Yılmaz, “Faiz politikasında günün şartlarına göre bir güncelleme görecek miyiz?” sorusuna şu yanıtı verdi:
“Bütün bu sürecin sonunda nihai olarak arzuladığımız nedir? Hem enflasyonu hem faizleri düşürmek. Belli bir vade içinde, belli bir gelecek perspektifi içinde bunu başarmak istiyoruz. Burada Merkez Bankası kendi alanında yapması gerekeni yapacak. Maliye politikası, yapısal reformlar, sektörel politikalar birçok boyutuyla enflasyonla mücadele etmeyi sürdüreceğiz ve enflasyonu çok daha makul seviyelere taşıyacağız.”
Sektör temsilcilerinin yaşadığı kredi kullanamamakla ilgili sıkıntıların giderilmesi için hangi adımların atılacağına ilişkin soru üzerine Yılmaz, “Bunlar, para politikalarındaki bir miktar belirsizliğin yol açtığı sonuçlar olabilir. Hükümetimiz çıktı, programlarımızı hazırlıyoruz. Para politikalarındaki çerçeve netleştikçe, oradaki belirsizlikler azaldıkça finansal piyasalar daha etkili bir şekilde işleyecektir diye düşünüyorum.” ifadelerini kullandı.

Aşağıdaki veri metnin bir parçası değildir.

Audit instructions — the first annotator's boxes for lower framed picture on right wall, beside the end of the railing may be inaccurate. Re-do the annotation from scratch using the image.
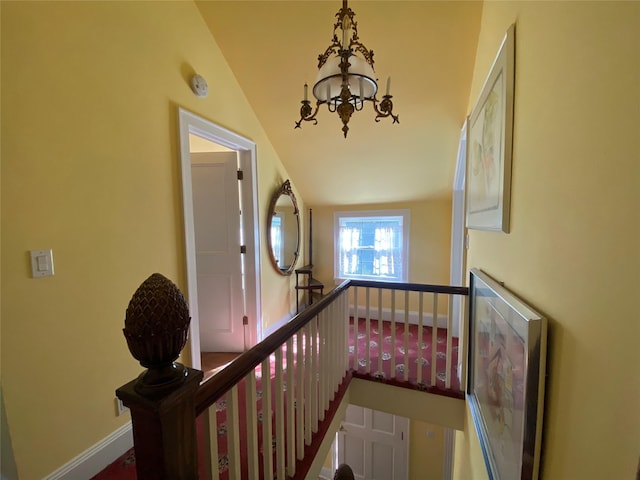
[467,269,547,480]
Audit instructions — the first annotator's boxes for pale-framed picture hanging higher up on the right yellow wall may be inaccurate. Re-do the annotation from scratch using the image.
[466,25,515,233]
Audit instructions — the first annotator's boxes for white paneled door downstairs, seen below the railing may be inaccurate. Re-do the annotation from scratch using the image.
[337,405,409,480]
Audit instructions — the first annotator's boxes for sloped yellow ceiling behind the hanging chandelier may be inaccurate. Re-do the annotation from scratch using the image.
[197,0,482,206]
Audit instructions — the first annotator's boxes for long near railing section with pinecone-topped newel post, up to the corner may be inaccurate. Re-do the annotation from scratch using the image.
[116,274,350,480]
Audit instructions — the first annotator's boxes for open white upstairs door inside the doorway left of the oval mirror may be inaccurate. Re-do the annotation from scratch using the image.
[191,152,245,352]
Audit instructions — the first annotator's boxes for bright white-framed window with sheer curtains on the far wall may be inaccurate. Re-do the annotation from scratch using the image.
[334,210,409,282]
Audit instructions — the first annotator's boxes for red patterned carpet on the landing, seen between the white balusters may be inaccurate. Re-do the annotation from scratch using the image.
[91,319,460,480]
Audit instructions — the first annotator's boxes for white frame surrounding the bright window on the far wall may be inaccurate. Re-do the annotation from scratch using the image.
[333,209,411,283]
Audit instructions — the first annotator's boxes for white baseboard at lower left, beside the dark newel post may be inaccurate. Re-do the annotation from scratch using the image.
[44,422,133,480]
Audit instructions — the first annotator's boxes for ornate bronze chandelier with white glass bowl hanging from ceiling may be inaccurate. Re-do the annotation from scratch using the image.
[295,0,400,138]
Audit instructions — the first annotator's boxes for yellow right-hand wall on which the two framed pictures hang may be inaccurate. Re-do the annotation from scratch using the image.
[455,2,640,480]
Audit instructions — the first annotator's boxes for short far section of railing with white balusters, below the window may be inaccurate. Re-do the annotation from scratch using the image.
[349,280,469,398]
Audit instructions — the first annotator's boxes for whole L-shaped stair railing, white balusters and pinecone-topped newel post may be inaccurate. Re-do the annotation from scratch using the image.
[116,274,468,480]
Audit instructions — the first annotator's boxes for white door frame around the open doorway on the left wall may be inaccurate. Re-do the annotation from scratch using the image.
[178,107,262,369]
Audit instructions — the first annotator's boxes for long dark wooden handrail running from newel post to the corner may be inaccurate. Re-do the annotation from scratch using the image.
[195,280,350,415]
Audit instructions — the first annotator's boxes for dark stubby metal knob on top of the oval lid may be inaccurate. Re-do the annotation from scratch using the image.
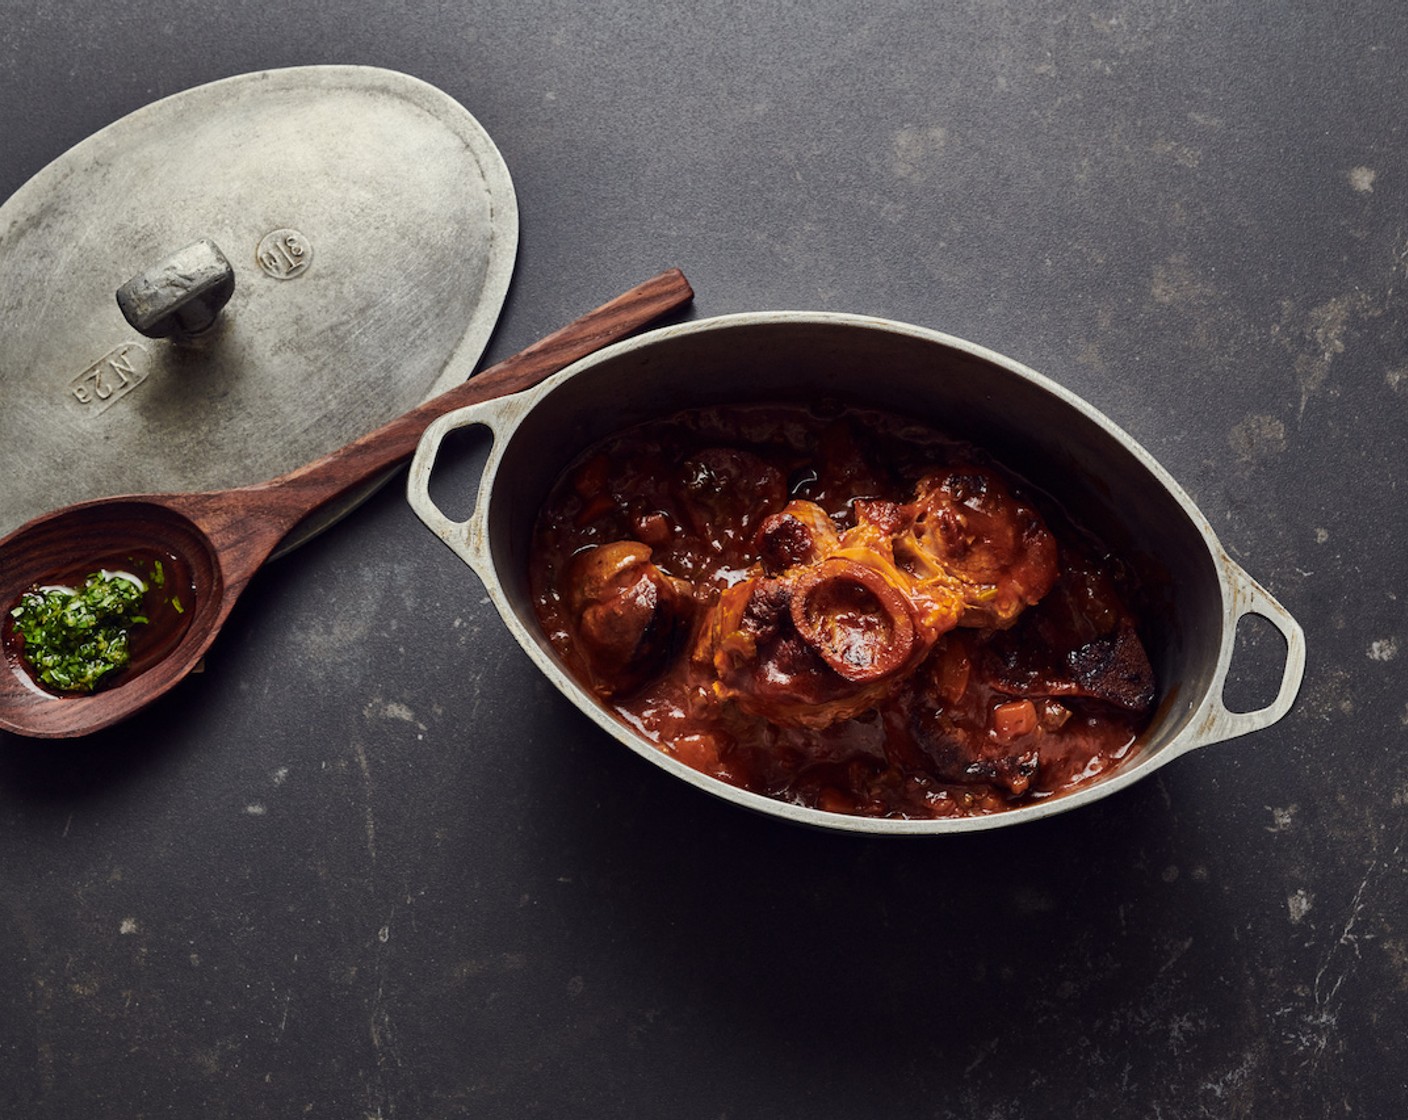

Yatırımcının fiilen ödediği faizin önemli olduğuna işaret eden Yılmaz, “Bunu aşağıya çekmemiz lazım ki yatırımın maliyeti düşsün, yatırımcı daha az maliyetle yatırımlarını gerçekleştirebilsin. Bu perspektif içinde hareket ediyoruz.” değerlendirmesinde bulundu.